The Supreme Court has clarified that tax exemptions granted by the government do not give perpetual rights to the recipients.
The government can withdraw these exemptions in the public interest whenever necessary.
This decision came while hearing an appeal by the Maharashtra government against captive power generators.
The court upheld the government’s move to withdraw tax benefits for industries generating electricity for their own use.
Background of the Dispute
The issue relates to electricity duty exemptions given by Maharashtra since 1994 under Section 5A of the Bombay Electricity Duty Act, 1958.
These exemptions were meant to encourage industries to build captive power units.
In 2000-2001, the government partially withdrew the exemptions, citing financial constraints and the need to increase revenue.
The High Court had earlier struck down this withdrawal as arbitrary and discriminatory, leading the state to approach the Supreme Court.
Key Points from the Supreme Court Judgment
Justice Alok Aradhe, writing the judgment, stated that these exemptions are legal concessions, not promises.
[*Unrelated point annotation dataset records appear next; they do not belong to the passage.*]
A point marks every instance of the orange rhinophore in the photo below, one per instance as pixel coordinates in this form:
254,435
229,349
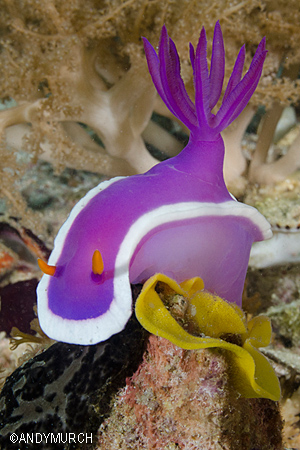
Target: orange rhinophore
48,270
97,263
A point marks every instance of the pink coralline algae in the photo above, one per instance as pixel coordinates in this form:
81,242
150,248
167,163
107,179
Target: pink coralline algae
181,399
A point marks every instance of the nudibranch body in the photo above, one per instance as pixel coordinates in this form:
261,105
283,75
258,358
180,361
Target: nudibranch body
177,219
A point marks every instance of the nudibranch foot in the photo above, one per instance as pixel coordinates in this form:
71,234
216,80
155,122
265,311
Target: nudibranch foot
212,323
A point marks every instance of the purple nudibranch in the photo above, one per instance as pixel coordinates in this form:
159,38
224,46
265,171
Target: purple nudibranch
177,219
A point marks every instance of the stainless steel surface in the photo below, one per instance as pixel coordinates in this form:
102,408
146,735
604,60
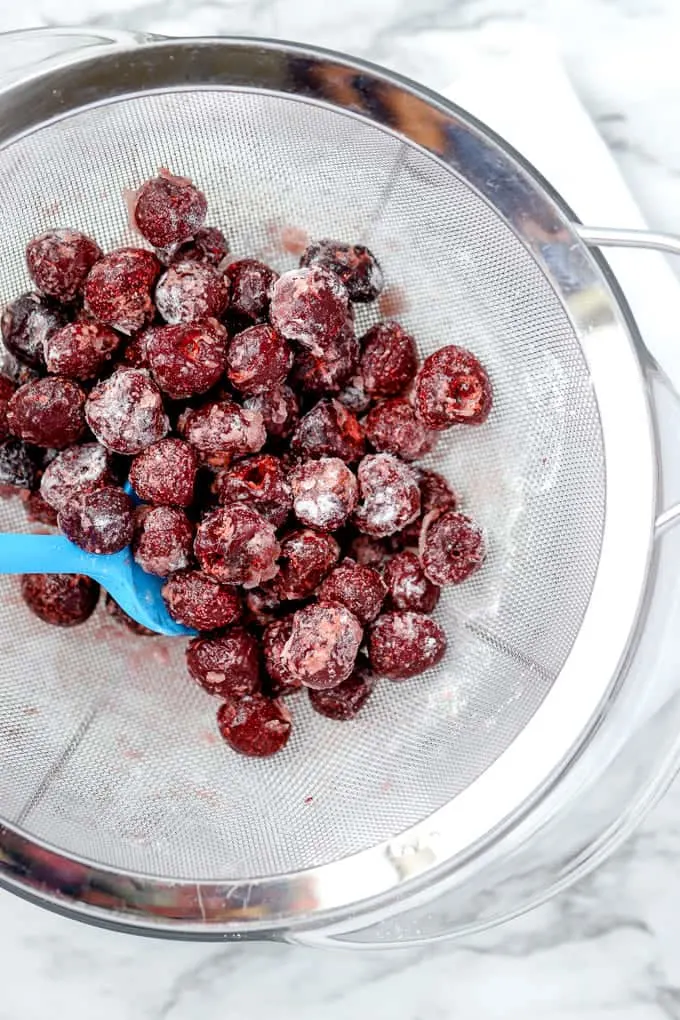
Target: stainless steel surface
114,766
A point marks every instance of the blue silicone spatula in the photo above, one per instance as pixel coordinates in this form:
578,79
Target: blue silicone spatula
135,591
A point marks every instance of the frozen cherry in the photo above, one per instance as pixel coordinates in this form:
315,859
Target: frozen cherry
168,210
134,354
121,617
329,430
227,665
452,547
255,725
48,412
354,396
7,388
237,546
324,493
27,322
258,360
404,645
81,350
74,471
189,358
191,291
356,265
408,587
260,480
368,552
63,600
281,681
306,559
435,494
322,648
359,589
99,521
198,601
309,306
391,426
222,430
251,286
327,372
125,411
163,540
262,605
453,389
59,260
39,511
17,465
208,246
165,472
388,360
279,409
118,289
389,493
345,701
16,371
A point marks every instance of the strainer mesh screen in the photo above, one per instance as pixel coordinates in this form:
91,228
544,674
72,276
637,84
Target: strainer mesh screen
106,749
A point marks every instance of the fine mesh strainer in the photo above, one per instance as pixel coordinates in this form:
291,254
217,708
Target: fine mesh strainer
117,801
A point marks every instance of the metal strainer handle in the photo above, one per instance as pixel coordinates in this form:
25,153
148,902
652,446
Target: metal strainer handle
614,237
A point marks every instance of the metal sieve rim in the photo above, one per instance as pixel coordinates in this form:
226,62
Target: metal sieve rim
365,879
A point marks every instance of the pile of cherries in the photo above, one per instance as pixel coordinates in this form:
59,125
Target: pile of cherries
271,448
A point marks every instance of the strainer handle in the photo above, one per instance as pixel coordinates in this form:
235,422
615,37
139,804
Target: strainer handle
614,237
28,49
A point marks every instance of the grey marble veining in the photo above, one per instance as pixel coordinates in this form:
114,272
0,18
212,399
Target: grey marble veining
607,949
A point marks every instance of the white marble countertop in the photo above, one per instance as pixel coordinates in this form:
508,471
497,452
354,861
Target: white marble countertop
610,948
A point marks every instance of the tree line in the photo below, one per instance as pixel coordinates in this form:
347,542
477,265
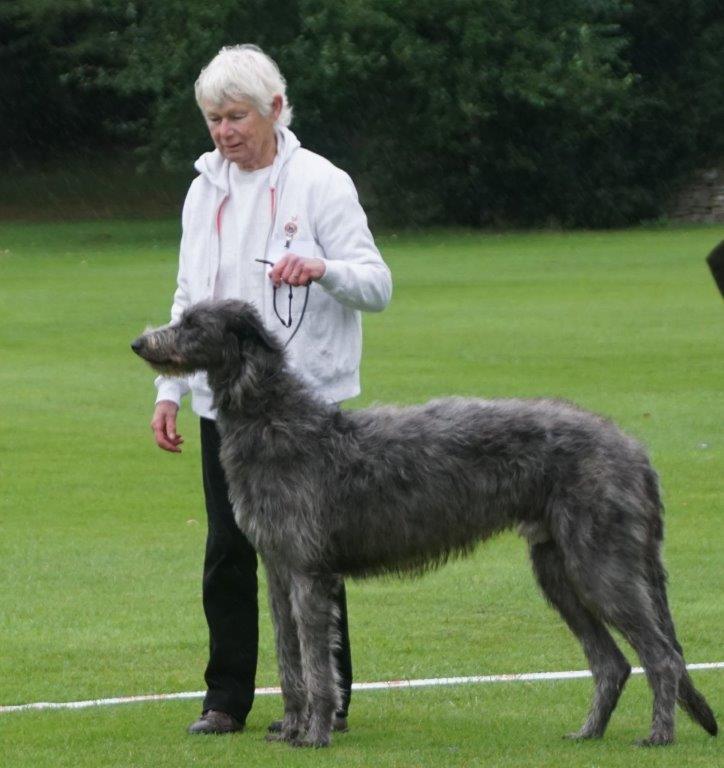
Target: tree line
471,112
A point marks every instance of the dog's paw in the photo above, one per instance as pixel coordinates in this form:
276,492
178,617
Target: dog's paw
582,735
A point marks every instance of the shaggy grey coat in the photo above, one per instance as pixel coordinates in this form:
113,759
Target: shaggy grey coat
323,493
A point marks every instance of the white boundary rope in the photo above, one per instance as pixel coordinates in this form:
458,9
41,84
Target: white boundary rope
375,686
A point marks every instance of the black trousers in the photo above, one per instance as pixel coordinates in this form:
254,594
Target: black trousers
230,599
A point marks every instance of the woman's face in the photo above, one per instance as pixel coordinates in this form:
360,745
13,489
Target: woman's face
242,134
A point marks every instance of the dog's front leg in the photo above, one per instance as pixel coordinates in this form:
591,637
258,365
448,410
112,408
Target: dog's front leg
314,613
294,692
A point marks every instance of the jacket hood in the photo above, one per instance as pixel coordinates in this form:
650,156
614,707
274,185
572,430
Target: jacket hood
215,167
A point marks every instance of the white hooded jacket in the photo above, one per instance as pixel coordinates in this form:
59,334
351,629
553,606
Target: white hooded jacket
315,212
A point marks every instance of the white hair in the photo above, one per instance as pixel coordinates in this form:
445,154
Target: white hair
243,73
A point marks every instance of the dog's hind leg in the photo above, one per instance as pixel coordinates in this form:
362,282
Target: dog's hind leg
294,691
690,700
608,665
619,589
315,614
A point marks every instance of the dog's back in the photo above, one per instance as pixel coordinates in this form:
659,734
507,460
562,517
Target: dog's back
459,470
This means the government has the authority to modify or revoke them if needed in the public interest.
The court explained:
Industries relying on these exemptions cannot claim indefinite continuation.
Exemptions are revocable and withdrawal does not violate the law if done reasonably.
The government’s decision must follow fairness and reasonableness, ensuring industries have time to adapt to changes.
The court rejected claims based on promissory estoppel (right based on promise), noting that beneficiaries are aware that exemptions can be withdrawn.
Fairness and Public Interest
The Supreme Court emphasized that withdrawing exemptions must not cause undue hardship.
It agreed that the Maharashtra government acted in public interest, aiming to increase revenue and manage fiscal constraints.
The court concluded:
The withdrawal was neither arbitrary nor unreasonable.
Notifications withdrawing the exemption would take effect one year after their issue dates, giving industries time to adjust.
This ruling reinforces that government concessions are temporary, and while recipients can benefit during their validity, they cannot demand permanent continuation.